Peritoneal dialysis


Peritoneal dialysis (PD) uses the peritoneum as the semi-permeable membrane for dialysing the blood. A catheter is used for peritoneal access. (Illustration by Jan Smith from a leaflet produced by the Nottingham Childrens Renal Unit). Solutes pass from the blood into the dialysate along their concentration gradient, and water by an osmotic gradient created by adding glucose or a polymer to the dialysate.  Watch an animation

Continuous ambulatory peritoneal dialysis (CAPD) typically involves 4 two-litre fluid exchanges daily, with fluid left in constantly.  They are usually 4-6 hours apart with a longer gap overnight. Each bag change takes 30-40 minutes. Automated peritoneal dialysis (APD) occurs for 8-9 hours overnight whilst the patient sleeps.

The peritoneal dialysis catheter (Tenckhoff catheter) is usually placed under general anaesthetic. After an interval the patient begins training to undertake dialysis at home. Laparoscopy can be used. Local anaesthetic insertion is possible.

Techniques for assessing the adequacy of peritoneal dialysis are controversial. Survival appears to be most strongly correlated with residual native renal function, which is better preserved in patients on peritoneal dialysis than with haemodialysis. It is difficult to provide adequate dialysis by PD for some adults with little or no residual renal function. Properties of the peritoneal membrane differ between patients, and over time in individual patients. Episodes of peritoneal infection and responses to dialysate may damage the membrane.
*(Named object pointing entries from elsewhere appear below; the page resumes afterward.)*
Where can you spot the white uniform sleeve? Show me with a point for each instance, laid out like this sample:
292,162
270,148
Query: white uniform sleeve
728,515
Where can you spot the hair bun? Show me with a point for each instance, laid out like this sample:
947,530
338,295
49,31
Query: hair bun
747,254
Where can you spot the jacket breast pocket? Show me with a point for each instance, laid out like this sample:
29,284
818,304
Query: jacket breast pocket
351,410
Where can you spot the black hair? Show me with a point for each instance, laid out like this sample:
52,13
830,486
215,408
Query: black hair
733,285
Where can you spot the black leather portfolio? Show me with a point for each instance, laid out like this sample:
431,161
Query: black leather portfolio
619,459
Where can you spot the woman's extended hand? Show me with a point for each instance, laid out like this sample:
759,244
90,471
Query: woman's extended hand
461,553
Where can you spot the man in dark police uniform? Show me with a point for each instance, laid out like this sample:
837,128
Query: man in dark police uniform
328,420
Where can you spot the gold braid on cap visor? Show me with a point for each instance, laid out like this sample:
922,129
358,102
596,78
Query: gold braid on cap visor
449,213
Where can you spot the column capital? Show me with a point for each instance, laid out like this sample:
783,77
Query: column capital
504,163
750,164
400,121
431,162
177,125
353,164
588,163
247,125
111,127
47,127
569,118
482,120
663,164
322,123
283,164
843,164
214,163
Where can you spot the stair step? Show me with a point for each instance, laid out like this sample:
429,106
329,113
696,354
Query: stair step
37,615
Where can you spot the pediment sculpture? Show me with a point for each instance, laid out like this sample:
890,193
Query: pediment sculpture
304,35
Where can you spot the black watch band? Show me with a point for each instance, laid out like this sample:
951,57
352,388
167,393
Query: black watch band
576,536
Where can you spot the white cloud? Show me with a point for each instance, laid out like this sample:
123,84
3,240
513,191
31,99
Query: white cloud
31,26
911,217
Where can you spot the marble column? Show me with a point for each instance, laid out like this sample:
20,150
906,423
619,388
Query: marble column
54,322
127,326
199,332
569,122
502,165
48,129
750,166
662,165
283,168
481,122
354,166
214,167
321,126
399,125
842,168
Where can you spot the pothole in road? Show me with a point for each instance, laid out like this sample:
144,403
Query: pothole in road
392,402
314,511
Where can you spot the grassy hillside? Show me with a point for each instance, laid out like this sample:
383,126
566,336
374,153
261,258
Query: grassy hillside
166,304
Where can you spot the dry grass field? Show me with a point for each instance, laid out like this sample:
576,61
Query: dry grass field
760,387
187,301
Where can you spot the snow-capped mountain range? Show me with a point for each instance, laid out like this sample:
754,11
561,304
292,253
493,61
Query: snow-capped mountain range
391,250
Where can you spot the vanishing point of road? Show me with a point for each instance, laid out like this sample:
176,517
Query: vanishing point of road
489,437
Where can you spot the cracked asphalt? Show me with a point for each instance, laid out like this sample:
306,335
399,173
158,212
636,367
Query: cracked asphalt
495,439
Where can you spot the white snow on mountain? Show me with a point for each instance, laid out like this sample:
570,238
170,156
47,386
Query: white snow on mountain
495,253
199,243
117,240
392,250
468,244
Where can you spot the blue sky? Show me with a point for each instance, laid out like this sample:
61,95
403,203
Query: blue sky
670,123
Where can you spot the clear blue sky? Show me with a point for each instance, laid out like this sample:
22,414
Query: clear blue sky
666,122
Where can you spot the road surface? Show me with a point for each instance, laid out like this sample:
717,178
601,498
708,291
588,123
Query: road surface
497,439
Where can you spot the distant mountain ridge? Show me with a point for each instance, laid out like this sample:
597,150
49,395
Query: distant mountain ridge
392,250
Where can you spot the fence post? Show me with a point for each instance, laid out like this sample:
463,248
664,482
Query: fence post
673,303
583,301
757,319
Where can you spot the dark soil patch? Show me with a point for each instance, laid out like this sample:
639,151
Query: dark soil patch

This may lead to deterioration of control of biochemistry and fluid balance, and over a long period many patients who start treatment on peritoneal dialysis transfer to haemodialysis.

Peritoneal dialysis may be preferred to haemodialysis in the following circumstances:

  • Children
  • Adults who value greater independence and freedom to travel
  • Patients with cardiovascular instability or risk factors

Contra-indications:

  • Major abdominal surgery or peritoneal adhesions
  • Inguinal hernias (unless repaired)
  • Severe respiratory compromise
  • Inability to perform the technique safely and hygienically

The sick PD patient

For general issues concerning sick dialysis patients (fluid management, potassium, infections etc.) see The sick dialysis patient

Peritonitis is the major complication of PD, usually caused by Staph. epidermidis or bowel organisms. Patients often present with abdominal pain, pyrexia, cloudy PD effluent – but may have only one of these at first. Investigations reveal a raised white cell count in fluid. Treatment is urgent in these circumstances and all units will have a regimen for blind antibiotic therapy after cultures have been sent. Antibiotics are usually added to dialysate and/or given systemically.

Blood glucose testing: Patients using dialysate containing the glucose polymer icodextrin may have high levels of other circulating sugars that lead to misleadingly high values on some commonly used glucose testing kits. This could lead to dangerously inappropriate management and hypoglycaemia.